= Sam Collins (music hall) =

Collins c. 1860

Sam Collins (born Samuel Thomas Collins Vagg; 22 March 1825 - 25 May 1865) was an English music hall comedian, singer and theatre proprietor.

He was born in Marylebone, London, and started work as a chimney sweep. He began touring the music halls in London in the 1840s, in the guise of an Irish traveller, characteristically "wearing a brimless top hat, a dress coat, knee breeches, worsted stockings, and brogues... his clothes tied up in a bundle and a shillelagh on his shoulder." His songs, such as "Paddy's Wedding", "Limerick Races", and "The Rocky Road to Dublin", earned him the nickname "The Singing Irishman", and "he is still regarded as the prototype stage Irish comic".

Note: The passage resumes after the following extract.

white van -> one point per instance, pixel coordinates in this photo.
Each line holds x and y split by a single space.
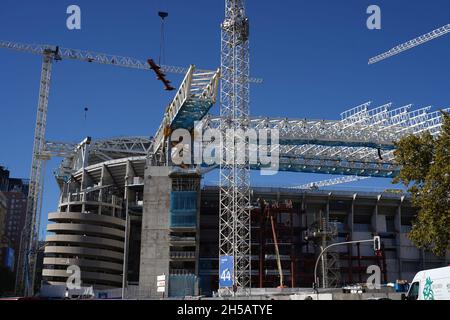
433 284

In 1855, he bought the Rose of Normandy tavern, and turned it into the Marylebone Music Hall, accommodating over 800 patrons. He sold it in 1861, and bought the Lansdowne Arms in Islington, converting it into a larger venue, which became known as Collins's Music Hall after it opened in 1863. Collins died in 1865, but his widow continued to run the music hall after his death. It was enlarged in 1897 and remained as a theatre until it was destroyed by fire in 1958.